Of course, it's not impossible. And as I sat there thinking about webcomic creators who have weathered at least a few substantial shifts (which would include pretty much anyone working today who had started, say, five years ago) I thought to take a moment to look up just how long some of the "old guard" webcomikers have been at it. I started (and stopped) with Scott Kurtz. I started with him because he has been around a while, and has been a vocal advocate for webcomics for many years. I stopped because he started PvP in 1998 -- just shy of two decades ago.
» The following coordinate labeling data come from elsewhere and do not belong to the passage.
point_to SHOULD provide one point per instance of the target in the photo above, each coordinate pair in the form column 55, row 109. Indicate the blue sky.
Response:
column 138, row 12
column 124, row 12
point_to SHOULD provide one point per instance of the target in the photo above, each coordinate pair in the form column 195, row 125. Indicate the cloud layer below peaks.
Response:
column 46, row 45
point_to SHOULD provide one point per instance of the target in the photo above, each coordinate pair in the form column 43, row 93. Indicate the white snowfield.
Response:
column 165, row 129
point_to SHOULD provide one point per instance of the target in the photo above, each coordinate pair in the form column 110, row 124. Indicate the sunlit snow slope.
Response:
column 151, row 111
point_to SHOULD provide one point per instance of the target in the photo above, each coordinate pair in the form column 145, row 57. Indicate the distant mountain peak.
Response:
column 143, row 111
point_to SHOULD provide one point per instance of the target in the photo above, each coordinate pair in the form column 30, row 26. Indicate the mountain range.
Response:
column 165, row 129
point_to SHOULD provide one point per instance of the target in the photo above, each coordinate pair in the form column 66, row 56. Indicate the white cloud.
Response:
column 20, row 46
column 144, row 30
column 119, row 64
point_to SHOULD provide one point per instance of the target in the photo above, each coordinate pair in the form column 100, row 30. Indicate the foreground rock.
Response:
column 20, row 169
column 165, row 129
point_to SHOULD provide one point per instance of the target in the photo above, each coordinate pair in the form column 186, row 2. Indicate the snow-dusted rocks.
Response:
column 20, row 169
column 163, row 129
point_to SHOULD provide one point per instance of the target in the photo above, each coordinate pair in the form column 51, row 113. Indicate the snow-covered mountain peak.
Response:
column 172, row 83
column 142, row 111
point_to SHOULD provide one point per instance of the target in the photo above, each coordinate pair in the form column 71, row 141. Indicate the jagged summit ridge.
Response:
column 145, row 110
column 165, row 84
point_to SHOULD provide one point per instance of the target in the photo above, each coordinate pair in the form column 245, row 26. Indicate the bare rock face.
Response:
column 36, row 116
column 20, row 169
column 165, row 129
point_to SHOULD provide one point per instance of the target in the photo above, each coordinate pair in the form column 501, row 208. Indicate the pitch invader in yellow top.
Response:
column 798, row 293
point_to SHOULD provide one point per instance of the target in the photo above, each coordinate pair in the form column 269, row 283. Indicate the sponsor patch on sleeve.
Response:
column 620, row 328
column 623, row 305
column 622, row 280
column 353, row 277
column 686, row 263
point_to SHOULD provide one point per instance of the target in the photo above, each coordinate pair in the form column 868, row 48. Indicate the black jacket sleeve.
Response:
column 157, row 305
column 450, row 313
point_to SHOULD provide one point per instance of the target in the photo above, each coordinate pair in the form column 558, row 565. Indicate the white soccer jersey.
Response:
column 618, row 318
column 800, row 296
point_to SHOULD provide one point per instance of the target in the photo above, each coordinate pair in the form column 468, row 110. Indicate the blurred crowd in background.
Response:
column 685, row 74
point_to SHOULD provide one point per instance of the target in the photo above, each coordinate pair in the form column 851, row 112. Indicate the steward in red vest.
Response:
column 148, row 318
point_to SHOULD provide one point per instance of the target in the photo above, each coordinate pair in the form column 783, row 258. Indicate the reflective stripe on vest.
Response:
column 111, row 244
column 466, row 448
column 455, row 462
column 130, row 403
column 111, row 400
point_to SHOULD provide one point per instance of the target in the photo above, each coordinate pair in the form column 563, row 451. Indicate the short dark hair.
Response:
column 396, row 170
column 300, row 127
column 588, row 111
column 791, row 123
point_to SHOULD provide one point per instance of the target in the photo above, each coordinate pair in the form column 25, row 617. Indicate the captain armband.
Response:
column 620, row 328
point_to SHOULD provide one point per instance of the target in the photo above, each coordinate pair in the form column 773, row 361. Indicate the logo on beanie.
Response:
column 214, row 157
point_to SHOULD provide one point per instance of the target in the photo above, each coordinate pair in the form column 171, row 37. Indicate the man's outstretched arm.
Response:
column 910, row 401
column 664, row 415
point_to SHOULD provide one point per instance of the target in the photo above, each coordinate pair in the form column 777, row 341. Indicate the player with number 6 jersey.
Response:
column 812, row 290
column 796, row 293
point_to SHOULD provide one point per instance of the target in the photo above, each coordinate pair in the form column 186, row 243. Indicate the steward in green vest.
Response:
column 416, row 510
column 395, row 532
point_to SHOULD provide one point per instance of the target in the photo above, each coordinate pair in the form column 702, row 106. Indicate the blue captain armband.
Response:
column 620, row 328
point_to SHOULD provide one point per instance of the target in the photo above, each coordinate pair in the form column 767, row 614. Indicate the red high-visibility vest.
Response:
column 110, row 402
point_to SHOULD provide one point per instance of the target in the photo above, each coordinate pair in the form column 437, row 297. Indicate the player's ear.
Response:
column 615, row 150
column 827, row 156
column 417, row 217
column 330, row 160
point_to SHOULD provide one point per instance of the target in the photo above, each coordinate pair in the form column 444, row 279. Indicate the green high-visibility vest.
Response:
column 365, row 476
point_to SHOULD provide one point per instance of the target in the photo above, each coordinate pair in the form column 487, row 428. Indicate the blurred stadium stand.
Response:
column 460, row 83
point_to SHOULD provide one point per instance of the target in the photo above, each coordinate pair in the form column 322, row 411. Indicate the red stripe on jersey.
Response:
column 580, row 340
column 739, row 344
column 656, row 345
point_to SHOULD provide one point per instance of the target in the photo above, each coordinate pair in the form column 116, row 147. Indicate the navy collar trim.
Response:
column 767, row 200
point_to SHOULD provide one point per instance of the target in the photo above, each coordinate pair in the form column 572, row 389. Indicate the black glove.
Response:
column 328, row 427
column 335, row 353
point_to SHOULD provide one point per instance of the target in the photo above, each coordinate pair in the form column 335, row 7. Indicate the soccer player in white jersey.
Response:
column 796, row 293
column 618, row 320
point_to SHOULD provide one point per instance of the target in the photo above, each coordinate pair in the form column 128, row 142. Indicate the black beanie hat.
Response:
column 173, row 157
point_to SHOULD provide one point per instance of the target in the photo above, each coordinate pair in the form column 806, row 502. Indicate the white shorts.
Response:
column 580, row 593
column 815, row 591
It's easy to see Kurtz's style of illustration and humor evolve over time. What's not as evident is his changing business models. PvP actually started under a gaming website before Kurtz took the comic out on its own within its first year. It was published in print by Dork Storm Press for a year beginning in 2001, and was picked up by Image in 2003 (allegedly after seeing a piece in Wizard Magazine that included/referenced the strip I'm running with this post). Kurtz offered the strip up for free to newspapers in 2004. There was an animated cartoon version that began in 2007. He launched a spin-off strip called Table Titans in 2013, roughly at the same time he hired Dylan Meconis as a writer and Steve Hamaker as a colorist.
The update schedule has changed, the number/types/placements of ads has changed, the types and production of items for sale has changed... I haven't tracked all of the changes super closely, but I daresay every aspect of the comic/site/business has been completely overhauled at least twice since it first launched.
I'm pretty sure Kurtz will be the first to tell you that he had no idea what he was doing when he started. Just looking at everything he's done and all the approaches he's taken, one gets the sense that he spent a lot of time just throwing stuff at the wall to see what stuck. Which is fine when you're in your 20s and haven't exactly become reliant on webcomics as your primary (sole?) means of income, but it doesn't take much imagination to see why you'd be less inclined to just throw everything at the wall when you're in your 40s and have being a webcomiker has been your career for well over a decade.
I don't have a real point other than to give a tip of the hat to Kurtz. Not only has he stuck with PvP for nearly two decades, outlasting many traditional publishers in that time, but he's been pretty damn successful at it to boot!